To be true, I never really questioned that part of their relationship because it was pure love always, very romantic, sexual, sensual and on that level not much different from the typical couple you can see around most likely. They both were extremely open and their work is often very much on the body: Genesis for decades worked and works still today on performance, body art, collages, writing, always using the body as a center for much happening, experience, and discovery; same for Lady Jaye who was not just a dominatrix but also a nurse, a dancer, a performer… so of course that brings much of the subject of sexuality. But when you know them both and spend time around them, they are just like an eccentric couple with a very balanced relationship, who love to dress up, transform, transfer, masculine, feminine at the same time and deeply in love at the end.

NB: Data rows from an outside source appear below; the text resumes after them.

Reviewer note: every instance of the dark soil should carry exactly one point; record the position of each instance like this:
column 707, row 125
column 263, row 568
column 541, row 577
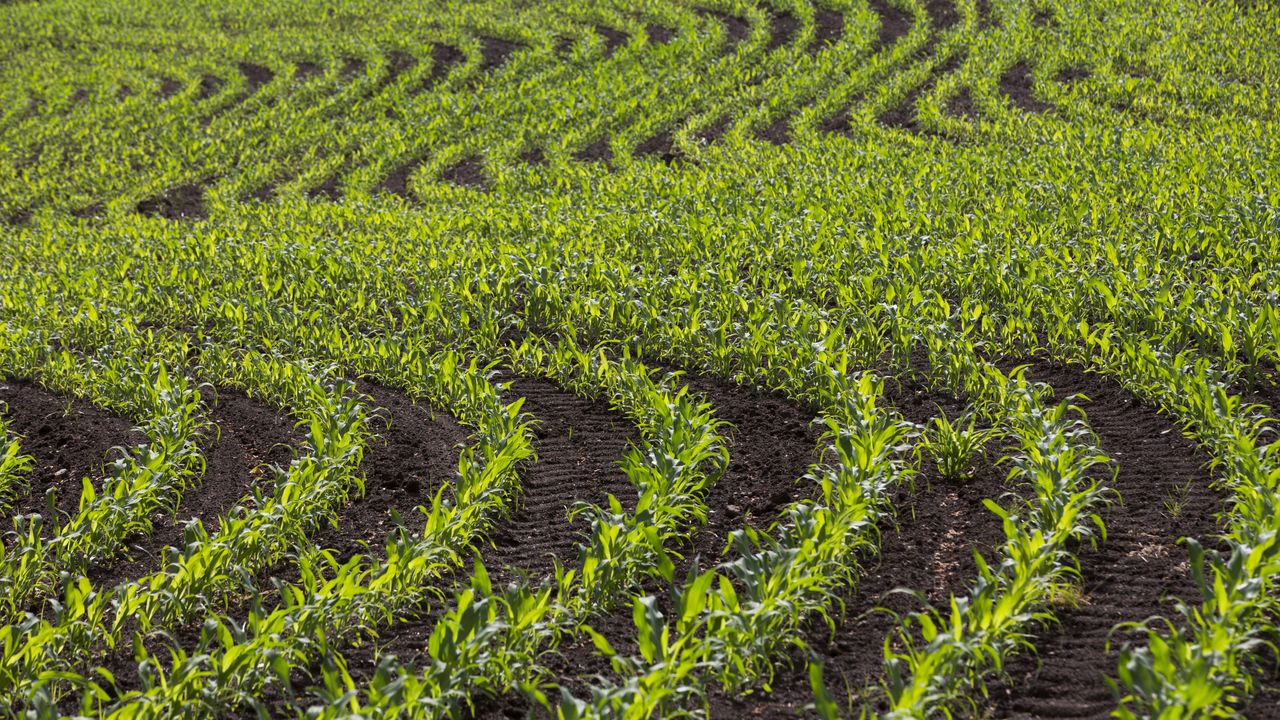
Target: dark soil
column 494, row 53
column 895, row 22
column 961, row 105
column 397, row 182
column 784, row 30
column 659, row 35
column 328, row 190
column 840, row 123
column 209, row 86
column 19, row 217
column 986, row 17
column 255, row 76
column 415, row 454
column 778, row 132
column 928, row 550
column 1137, row 572
column 467, row 172
column 1070, row 74
column 736, row 30
column 248, row 438
column 613, row 39
column 942, row 13
column 169, row 87
column 1016, row 83
column 903, row 115
column 713, row 132
column 181, row 203
column 579, row 447
column 68, row 438
column 397, row 64
column 659, row 146
column 352, row 67
column 1265, row 705
column 88, row 212
column 305, row 69
column 1043, row 17
column 444, row 58
column 772, row 442
column 598, row 151
column 828, row 28
column 533, row 156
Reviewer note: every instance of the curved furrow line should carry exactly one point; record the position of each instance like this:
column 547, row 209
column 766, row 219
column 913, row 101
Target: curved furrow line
column 772, row 443
column 895, row 23
column 1016, row 83
column 250, row 438
column 69, row 440
column 928, row 550
column 782, row 30
column 579, row 445
column 1165, row 495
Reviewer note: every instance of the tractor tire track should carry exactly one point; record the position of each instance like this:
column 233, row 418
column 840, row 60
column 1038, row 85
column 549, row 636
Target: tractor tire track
column 1165, row 493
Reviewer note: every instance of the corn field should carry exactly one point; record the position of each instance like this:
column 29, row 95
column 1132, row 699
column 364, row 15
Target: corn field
column 625, row 359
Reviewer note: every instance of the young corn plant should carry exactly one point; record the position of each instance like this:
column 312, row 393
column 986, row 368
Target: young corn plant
column 941, row 656
column 956, row 446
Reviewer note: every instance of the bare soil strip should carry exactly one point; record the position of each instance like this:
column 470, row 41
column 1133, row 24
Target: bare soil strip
column 68, row 438
column 782, row 31
column 248, row 437
column 414, row 455
column 182, row 203
column 1165, row 491
column 1016, row 83
column 579, row 446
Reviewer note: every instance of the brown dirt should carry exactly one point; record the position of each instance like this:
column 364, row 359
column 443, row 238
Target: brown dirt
column 713, row 132
column 255, row 76
column 659, row 35
column 305, row 69
column 169, row 87
column 397, row 182
column 961, row 105
column 598, row 151
column 209, row 86
column 494, row 53
column 1043, row 17
column 533, row 156
column 828, row 28
column 352, row 67
column 613, row 39
column 68, row 438
column 415, row 454
column 1137, row 570
column 248, row 438
column 88, row 212
column 579, row 446
column 736, row 30
column 772, row 443
column 942, row 13
column 895, row 22
column 782, row 30
column 1072, row 74
column 659, row 146
column 467, row 172
column 444, row 58
column 778, row 132
column 1016, row 85
column 840, row 123
column 186, row 201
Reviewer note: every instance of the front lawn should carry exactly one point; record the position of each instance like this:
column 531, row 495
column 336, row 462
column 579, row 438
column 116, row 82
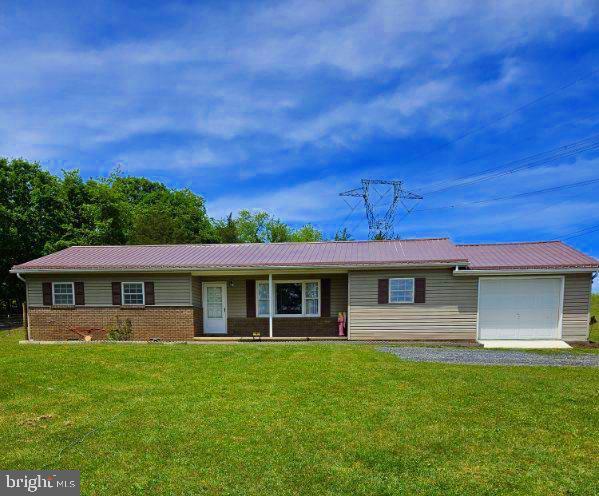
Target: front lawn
column 294, row 419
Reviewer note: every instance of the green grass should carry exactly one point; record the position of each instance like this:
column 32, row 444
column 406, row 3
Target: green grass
column 294, row 419
column 594, row 333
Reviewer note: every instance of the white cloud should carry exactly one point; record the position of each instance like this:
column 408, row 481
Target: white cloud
column 235, row 74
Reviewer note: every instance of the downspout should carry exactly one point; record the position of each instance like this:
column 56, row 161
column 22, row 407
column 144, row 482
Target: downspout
column 26, row 305
column 271, row 305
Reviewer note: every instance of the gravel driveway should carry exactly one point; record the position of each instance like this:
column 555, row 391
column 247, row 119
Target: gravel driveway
column 492, row 357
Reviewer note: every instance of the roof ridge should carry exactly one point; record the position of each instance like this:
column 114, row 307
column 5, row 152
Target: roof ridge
column 267, row 243
column 510, row 243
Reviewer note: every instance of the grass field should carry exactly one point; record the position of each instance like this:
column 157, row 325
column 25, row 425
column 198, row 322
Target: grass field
column 594, row 333
column 294, row 419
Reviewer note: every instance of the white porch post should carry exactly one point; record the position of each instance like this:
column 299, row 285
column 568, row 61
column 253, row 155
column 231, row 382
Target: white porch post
column 270, row 304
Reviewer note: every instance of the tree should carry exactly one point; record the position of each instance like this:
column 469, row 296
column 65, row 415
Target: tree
column 31, row 214
column 342, row 235
column 277, row 231
column 306, row 233
column 226, row 230
column 252, row 228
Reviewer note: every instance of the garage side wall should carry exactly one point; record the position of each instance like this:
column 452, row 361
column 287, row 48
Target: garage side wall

You use some rudimentary experimental techniques—mixing stocks and frame speed, say—reminiscent of New York’s underground cinematic history. You’ve also made short films with Tony Conrad, the Kuchars, etc.; how do you see your work, here and elsewhere, in relation to this tradition? How do you apply this aesthetic sensibility in a documentary such as this one, where there’s also an expository imperative?
I have to say I never learned how to make films, I come from literature and painting, so I just made my first film with a Bolex someone gave me as a gift and I learned how to load film and shoot my first with the wonderful and wonderfully clumsy Mike Kuchar… So that really helped not worrying much about my lack of technique and knowledge, and just play. I had already been in the circle of the “underground” world for a while, while working for Richard Foreman, programming films at Robert Beck, being around those people I really loved. So it was quite natural to me to be there and participate, yet not having a preconceived idea at all. Yet at the same time because I have no lineage in it, it took a long long time for me to show work and have a place there… and I’m still not showing much in NYC actually. Coming from loving films and classical cinema and being a painter, making experimental films was very natural and logical transition to me.

The film portraits I made were all based on encounters and friendships. I never go make a film with an idea that I want to make a film about such and such artist, it would not work.

As for the style, it is the same style for the shorts and the feature, the way I film, the way I edit and shoot alone so without synch sound, make costumes, make a lot of tableau like Melies to set the characters in them… and what is surprising is that Genesis’s work and “cut up” project with Lady Jaye, is very close to the manner I myself make films, collaging, using different formats, raw and quick editing… so aesthetically the sensibility was one of the closest to my style.